Shame for Lanza that we do, essentially, bring “space and time” into the lab in a marmalade jar for analysis. We can observe relativistic effects. We can observe the warp of space-time by gravity. The picture over to the right is an example of that: look into the sky with a telescope, and you’ll see four different images of the same thing. Why? Because space-time is warped by the mass of a galaxy, and the warped spacetime essentially acts as a lens – exactly as predicted by the math of relativity.
And from there, it just gets worse. He goes into a very long-winded babble about, essentially, how time doesn’t really exist. Time is just an illusion created by our senses. And so on – typical new-agey babble that explains nothing – but that puts us squarely back and the center of the universe, where we’d like to be:
In order to account for why space and time were relative to the observer, Einstein assigned tortuous mathematical properties to an invisible, intangible entity that cannot be seen or touched. This folly continues with the advent of quantum mechanics. Despite the central role of the observer in this theory–extending it from space and time to the very properties of matter itself–scientists still dismiss the observer as an inconvenience to their theories. It has been proven experimentally that when studying subatomic particles, the observer actually alters and determines what is perceived. The work of the observer is hopelessly entangled in that which he is attempting to observe. An electron turns out to be both a particle and a wave. But how and where such a particle will be located remains entirely dependent upon the very act of observation.

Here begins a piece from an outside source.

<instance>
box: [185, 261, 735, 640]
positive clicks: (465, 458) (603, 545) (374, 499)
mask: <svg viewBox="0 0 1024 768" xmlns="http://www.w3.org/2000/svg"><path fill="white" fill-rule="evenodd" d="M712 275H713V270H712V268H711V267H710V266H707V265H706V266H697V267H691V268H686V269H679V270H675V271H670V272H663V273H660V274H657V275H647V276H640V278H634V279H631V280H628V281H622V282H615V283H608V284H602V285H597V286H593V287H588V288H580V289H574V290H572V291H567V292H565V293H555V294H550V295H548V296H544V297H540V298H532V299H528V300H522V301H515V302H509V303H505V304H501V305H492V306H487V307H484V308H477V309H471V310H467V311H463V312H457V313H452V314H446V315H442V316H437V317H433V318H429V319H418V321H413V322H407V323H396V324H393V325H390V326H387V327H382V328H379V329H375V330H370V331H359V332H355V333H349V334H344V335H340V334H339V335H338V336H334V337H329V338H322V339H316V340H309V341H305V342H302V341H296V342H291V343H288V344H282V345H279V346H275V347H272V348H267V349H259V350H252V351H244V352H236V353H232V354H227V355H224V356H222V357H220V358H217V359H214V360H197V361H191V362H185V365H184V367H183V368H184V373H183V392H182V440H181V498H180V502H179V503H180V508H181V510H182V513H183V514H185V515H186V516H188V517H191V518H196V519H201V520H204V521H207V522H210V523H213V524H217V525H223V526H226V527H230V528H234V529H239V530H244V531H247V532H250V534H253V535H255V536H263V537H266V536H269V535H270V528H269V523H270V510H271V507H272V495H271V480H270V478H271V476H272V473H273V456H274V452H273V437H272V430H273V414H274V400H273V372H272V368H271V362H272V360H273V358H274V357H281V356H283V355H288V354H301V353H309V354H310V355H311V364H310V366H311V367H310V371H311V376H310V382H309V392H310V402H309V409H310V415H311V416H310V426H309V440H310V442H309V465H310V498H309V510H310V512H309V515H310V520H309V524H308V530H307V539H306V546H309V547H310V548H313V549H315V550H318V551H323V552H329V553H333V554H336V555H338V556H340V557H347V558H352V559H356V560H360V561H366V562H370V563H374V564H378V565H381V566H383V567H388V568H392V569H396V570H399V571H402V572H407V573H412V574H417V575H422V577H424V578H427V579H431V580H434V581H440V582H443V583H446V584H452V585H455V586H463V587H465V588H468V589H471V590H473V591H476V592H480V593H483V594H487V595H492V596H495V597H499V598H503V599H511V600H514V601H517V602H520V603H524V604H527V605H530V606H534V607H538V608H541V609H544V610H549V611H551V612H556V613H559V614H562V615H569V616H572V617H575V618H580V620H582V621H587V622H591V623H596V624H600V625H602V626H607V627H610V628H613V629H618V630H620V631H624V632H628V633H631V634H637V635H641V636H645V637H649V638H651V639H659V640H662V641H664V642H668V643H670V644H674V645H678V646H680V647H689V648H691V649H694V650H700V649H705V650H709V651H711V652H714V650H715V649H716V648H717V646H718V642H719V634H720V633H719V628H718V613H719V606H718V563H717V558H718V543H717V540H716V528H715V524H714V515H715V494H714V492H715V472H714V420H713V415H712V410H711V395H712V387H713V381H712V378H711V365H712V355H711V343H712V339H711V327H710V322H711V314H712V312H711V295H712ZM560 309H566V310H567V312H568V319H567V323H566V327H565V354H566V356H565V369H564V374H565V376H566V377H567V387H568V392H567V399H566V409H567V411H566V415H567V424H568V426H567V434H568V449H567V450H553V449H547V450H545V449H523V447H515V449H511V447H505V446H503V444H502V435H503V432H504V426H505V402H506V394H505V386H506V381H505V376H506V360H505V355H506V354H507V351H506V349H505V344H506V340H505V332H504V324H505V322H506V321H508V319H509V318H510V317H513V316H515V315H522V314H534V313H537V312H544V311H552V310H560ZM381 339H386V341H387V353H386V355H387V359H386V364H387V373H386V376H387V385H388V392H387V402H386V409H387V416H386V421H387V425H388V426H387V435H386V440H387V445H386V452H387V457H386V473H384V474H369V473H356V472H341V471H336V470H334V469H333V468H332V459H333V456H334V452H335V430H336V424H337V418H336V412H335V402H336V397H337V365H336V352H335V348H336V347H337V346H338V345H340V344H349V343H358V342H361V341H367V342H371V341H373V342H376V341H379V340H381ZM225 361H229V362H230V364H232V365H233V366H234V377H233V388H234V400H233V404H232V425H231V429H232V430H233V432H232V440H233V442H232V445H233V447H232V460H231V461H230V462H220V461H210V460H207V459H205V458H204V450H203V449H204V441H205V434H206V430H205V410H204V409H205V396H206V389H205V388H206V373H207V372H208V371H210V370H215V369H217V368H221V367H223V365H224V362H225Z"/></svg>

See what I mean? Every time math comes up, Lanza goes off into a rant about how, because he doesn’t understand it, the math must not make sense. And then he compounds it by throwing in yet more ignorant babble about quantum physics and uncertainty. Hey, Bob! “Observation” in quantum theory isn’t talking about you! The collapse of a quantum waveform due to observation does not require an intelligent observer. Consciousness has nothing to do with it. Math does. Just because you’re incapable of comprehending the math doesn’t mean that you get to arbitrary replace it with something you like better.
Bleh. I can’t handle any more of this dreck. It’s just more of the same, on, and on, and on – all of it ultimately reducible to: “I don’t understand math, so anything that uses it must be nonsense; and since I think that I’m the center of the universe, anything that contradicts that must be wrong. So I’ll just replace it all with my own solipsistic nonsense, which must be right, because I understand it.”